Jesus wins the victory over the devil by using the sword of the Spirit,
which is the Word of God. He does what Adam and the people of Israel had failed
to do, what you have failed to do. Like you, Jesus is tempted in every way
(Hebrews 4:15); but there is a big, important difference: He is not overcome!
In doing so, Jesus supplies you with the example of how you can use the
Word of God to win victories over the temptations that come to you from Satan. But
we dare not leave it there. Jesus as a moral example, a model, does not save
you. Christ the Substitute, the One who keeps the Law perfectly, the One who
obeys His heavenly Father’s will willingly, the One who gives up His holy
precious blood for you, the One who gives His innocent life into suffering and
death in exchange for your sin and disobedience, He is the One who saves you.
See how Luke has layered
blessing upon blessing for you in this Gospel. He begins by assuring you that
Jesus is full of the Holy Spirit, so that you may be assured that you also are
full of the Holy Spirit. Now Luke wants you to know that the Holy Spirit
deliberately and purposefully leads Jesus into the wilderness for you. You can
probably guess why Luke wants you to know this: Luke wants you to see and
believe that the Holy Spirit has likewise led you to wherever you are today.
No, you probably do not
feel the Spirit taking you by the hand and leading you (or dragging you)

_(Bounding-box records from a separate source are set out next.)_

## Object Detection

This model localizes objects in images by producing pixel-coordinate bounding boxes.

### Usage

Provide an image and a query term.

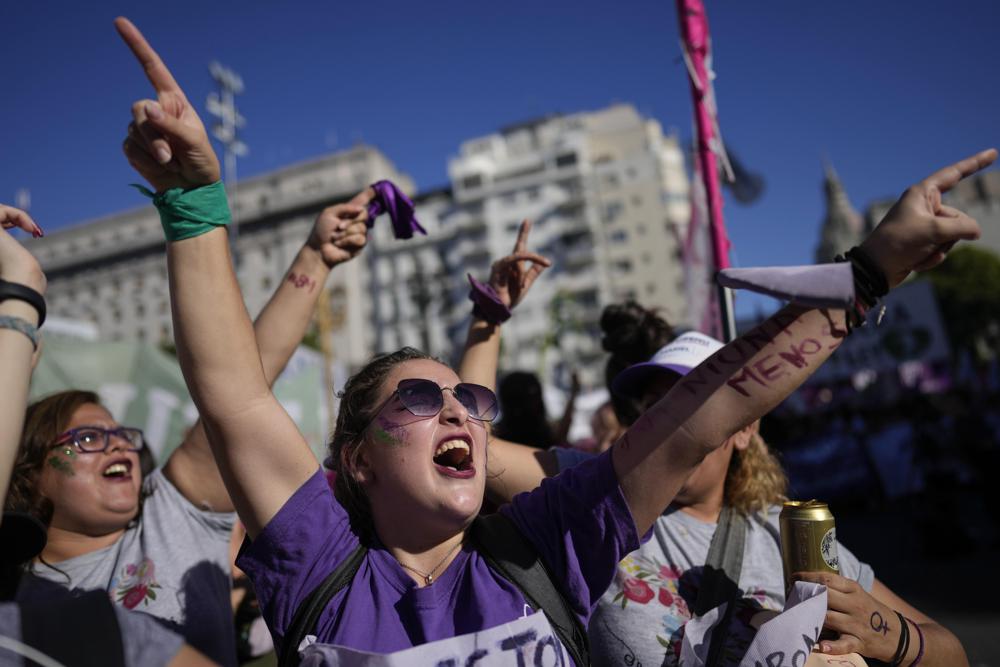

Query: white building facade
[28,105,690,386]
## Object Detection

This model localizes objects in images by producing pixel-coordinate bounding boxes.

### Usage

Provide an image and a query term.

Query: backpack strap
[18,590,125,667]
[278,544,368,667]
[469,512,590,667]
[695,507,748,667]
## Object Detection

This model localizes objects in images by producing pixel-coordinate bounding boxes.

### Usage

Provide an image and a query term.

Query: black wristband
[845,246,889,299]
[0,279,45,326]
[889,611,910,667]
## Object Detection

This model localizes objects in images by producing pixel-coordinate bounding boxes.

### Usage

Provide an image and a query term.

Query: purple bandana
[465,273,510,324]
[368,181,427,239]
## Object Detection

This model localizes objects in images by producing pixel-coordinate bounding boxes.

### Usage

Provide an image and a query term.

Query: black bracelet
[846,246,889,299]
[0,279,45,326]
[889,611,910,667]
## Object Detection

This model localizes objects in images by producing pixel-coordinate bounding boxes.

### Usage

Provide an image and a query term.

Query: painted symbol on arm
[288,271,316,292]
[870,611,890,637]
[682,311,846,398]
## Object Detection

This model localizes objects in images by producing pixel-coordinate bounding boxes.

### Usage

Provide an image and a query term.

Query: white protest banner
[299,611,572,667]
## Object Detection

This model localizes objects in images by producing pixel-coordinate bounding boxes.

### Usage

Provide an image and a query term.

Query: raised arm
[0,204,46,508]
[613,149,997,533]
[458,220,552,390]
[164,193,374,512]
[458,220,558,502]
[115,18,318,537]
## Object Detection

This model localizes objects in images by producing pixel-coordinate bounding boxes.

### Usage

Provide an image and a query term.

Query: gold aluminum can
[778,500,840,590]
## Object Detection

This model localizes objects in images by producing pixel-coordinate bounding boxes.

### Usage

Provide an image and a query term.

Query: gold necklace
[396,540,462,586]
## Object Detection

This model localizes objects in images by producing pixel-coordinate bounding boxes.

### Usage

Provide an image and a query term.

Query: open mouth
[434,438,476,477]
[101,459,132,479]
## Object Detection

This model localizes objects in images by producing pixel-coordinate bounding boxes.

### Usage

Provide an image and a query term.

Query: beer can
[778,500,840,590]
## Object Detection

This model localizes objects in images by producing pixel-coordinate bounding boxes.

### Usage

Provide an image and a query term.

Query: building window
[556,153,576,168]
[604,201,625,222]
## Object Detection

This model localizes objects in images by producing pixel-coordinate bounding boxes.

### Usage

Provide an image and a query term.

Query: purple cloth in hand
[716,262,854,308]
[368,181,427,239]
[465,273,510,324]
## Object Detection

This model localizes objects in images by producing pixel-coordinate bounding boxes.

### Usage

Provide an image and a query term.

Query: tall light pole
[206,61,249,266]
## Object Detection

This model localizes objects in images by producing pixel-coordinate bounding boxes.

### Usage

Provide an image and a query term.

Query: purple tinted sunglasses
[375,379,499,422]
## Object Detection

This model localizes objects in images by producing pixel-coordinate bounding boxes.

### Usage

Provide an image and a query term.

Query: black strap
[278,513,590,667]
[695,507,747,667]
[470,512,590,667]
[18,590,125,667]
[0,279,45,328]
[278,544,368,667]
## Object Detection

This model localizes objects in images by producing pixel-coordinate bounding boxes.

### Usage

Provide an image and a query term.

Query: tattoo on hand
[870,611,889,637]
[288,271,316,292]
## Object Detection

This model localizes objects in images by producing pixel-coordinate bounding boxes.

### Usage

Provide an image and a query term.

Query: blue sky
[0,0,1000,310]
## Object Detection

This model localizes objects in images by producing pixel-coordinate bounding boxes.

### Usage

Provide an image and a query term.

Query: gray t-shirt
[0,602,184,667]
[17,470,236,665]
[556,450,875,667]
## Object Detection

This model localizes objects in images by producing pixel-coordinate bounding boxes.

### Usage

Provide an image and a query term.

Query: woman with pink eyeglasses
[116,19,996,664]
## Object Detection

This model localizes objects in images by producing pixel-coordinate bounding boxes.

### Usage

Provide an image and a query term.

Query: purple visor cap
[611,331,722,396]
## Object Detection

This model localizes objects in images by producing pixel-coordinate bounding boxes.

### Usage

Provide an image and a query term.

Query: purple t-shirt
[236,452,639,653]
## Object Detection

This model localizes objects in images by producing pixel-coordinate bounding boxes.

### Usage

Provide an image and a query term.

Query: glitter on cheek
[374,417,406,447]
[48,454,76,477]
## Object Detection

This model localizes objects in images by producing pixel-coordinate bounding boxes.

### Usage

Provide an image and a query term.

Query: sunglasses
[52,426,146,452]
[375,379,500,422]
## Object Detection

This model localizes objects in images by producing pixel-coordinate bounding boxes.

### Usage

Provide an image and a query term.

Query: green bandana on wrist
[132,181,232,242]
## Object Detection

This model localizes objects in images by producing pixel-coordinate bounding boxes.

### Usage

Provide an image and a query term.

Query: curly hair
[724,431,788,514]
[601,301,675,425]
[4,389,101,525]
[328,347,444,543]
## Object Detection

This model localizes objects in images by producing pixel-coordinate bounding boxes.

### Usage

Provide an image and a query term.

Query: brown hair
[328,347,443,542]
[4,389,101,525]
[723,431,788,514]
[601,301,675,425]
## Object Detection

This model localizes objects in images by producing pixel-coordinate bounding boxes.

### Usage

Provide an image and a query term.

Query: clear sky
[0,0,1000,314]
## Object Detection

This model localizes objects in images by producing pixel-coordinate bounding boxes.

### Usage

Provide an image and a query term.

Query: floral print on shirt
[612,553,780,665]
[111,558,160,609]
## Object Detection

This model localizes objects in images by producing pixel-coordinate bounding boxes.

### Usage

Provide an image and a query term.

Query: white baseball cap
[611,331,722,396]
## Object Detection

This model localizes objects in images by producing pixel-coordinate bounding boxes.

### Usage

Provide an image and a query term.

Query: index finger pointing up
[514,220,531,253]
[924,148,997,192]
[115,16,181,93]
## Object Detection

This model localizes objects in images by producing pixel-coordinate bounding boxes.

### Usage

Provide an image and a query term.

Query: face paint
[48,454,76,477]
[372,417,405,447]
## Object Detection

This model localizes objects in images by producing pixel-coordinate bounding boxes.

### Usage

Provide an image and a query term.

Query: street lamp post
[206,61,249,266]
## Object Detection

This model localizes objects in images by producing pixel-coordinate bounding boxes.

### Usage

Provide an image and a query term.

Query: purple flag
[368,181,427,239]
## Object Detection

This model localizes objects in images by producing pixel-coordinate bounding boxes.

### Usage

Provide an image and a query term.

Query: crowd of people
[0,19,996,667]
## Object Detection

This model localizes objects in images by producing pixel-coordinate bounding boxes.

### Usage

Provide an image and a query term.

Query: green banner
[31,335,329,464]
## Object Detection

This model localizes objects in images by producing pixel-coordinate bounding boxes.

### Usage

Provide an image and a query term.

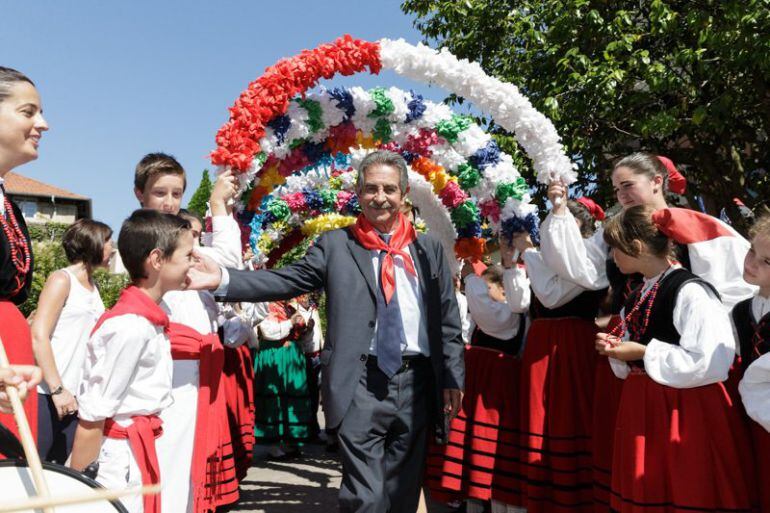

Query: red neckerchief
[350,213,417,303]
[168,322,234,511]
[91,285,168,335]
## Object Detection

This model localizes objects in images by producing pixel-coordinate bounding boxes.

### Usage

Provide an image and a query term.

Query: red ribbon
[104,415,163,513]
[350,213,417,304]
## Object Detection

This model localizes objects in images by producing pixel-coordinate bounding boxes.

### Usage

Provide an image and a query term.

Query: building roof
[5,171,90,200]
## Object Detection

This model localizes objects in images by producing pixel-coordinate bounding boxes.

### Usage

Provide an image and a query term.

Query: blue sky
[0,0,445,230]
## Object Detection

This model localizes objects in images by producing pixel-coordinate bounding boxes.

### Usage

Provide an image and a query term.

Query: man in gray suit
[192,151,465,513]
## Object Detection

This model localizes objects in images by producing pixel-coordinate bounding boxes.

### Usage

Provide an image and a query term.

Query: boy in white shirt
[70,210,193,513]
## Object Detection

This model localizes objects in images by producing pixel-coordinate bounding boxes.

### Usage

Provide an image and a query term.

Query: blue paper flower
[468,139,500,171]
[406,91,426,123]
[267,115,291,144]
[329,87,356,121]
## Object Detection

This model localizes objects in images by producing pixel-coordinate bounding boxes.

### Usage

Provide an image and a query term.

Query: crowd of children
[0,64,770,513]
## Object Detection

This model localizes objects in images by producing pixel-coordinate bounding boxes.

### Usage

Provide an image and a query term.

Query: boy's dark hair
[177,208,201,227]
[62,219,112,272]
[118,208,190,282]
[134,153,187,192]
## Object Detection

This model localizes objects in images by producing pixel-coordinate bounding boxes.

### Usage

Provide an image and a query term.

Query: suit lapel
[348,236,377,298]
[409,239,431,298]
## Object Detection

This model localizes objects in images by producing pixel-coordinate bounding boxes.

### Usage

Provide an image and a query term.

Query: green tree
[402,0,770,222]
[187,169,211,219]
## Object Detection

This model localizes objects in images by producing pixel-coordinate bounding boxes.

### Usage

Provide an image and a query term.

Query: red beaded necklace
[0,196,32,296]
[609,266,671,346]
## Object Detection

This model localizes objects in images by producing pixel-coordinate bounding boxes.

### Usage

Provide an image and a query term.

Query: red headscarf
[658,155,687,194]
[350,212,417,303]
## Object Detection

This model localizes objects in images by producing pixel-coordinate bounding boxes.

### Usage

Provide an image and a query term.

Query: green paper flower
[450,200,479,228]
[436,114,473,143]
[296,98,324,133]
[456,164,481,191]
[369,87,396,118]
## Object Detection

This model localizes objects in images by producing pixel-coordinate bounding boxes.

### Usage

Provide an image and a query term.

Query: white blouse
[540,211,757,310]
[738,295,770,431]
[37,268,104,394]
[521,248,586,309]
[78,314,173,425]
[465,267,530,340]
[610,270,736,388]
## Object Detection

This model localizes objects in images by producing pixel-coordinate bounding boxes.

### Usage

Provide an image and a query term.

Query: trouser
[305,353,321,438]
[338,357,431,513]
[37,394,78,465]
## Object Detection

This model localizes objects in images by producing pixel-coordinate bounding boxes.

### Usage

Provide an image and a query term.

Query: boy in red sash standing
[70,210,193,513]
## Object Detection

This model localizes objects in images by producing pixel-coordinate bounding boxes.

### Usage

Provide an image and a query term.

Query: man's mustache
[369,200,392,210]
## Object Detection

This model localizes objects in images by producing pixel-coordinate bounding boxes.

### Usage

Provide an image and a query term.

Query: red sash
[169,322,236,511]
[104,415,163,513]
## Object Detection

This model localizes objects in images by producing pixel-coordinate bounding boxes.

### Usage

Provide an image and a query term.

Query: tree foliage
[402,0,770,220]
[187,169,211,219]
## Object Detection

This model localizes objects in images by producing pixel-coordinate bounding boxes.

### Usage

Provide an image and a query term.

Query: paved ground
[231,445,449,513]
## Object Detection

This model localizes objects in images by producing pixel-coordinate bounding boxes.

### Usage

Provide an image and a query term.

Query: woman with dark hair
[32,219,112,464]
[0,66,48,435]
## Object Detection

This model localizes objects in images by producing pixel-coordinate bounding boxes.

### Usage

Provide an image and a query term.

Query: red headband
[575,196,605,221]
[658,155,687,194]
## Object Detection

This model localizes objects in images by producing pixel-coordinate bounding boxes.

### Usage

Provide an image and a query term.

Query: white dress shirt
[77,314,173,426]
[369,247,430,356]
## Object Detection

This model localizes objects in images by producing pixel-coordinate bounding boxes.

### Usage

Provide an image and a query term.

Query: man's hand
[444,388,463,420]
[187,248,222,290]
[209,170,238,216]
[0,365,43,413]
[51,388,78,420]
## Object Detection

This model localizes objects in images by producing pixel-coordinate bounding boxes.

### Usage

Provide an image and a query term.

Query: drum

through your day. Jesus likely didn’t feel it, either, soaked as He was in the
fullness of your humanity, loaded down with the world’s sin. No, you probably
do not feel especially spiritual as you struggle with your family, your
co-workers, or with the other obstacles that spring up in your path. Jesus did
not feel especially spiritual either. All Jesus had was Bible verses for His
defense.
No, you probably do not
feel terribly strong every single day. You might feel weakened by the constant
effort. You might feel empty. You might feel hungry for something that you
cannot identify, much less satisfy. That is precisely why St. Luke has written
you today’s Gospel in the manner that he has! “Jesus, full of the Holy Spirit,
returned from the Jordan and was led by the Spirit in the wilderness.”
Because of God’s miracle
of Baptism, you are within your rights to reword this sentence so that it
speaks more personally about you. In place of Jesus’ name, insert your own: “I,
John (or Jane or whoever), full of the Holy Spirit, returned to my Baptism and
was led by the Spirit into the wilderness.”
How do you know the Holy
Spirit is with you? Because God’s Word says so! You might not feel the Holy
Spirit as you leave worship today and head out into the wilderness this week,
but He is with you nonetheless, poured out upon you in Holy Baptism, breathed
into you by the Word of Christ’s absolution. Because He is with you, you now
possess all His benefits and gifts—not the least of which are forgiveness,
salvation, and eternal life. Indeed, through the work of the Holy Spirit and
for the sake of Christ and His perfect obedience and atoning death, you are
forgiven for all of your sins.
In the name of the
Father and of the Son and of the Holy Spirit. Amen.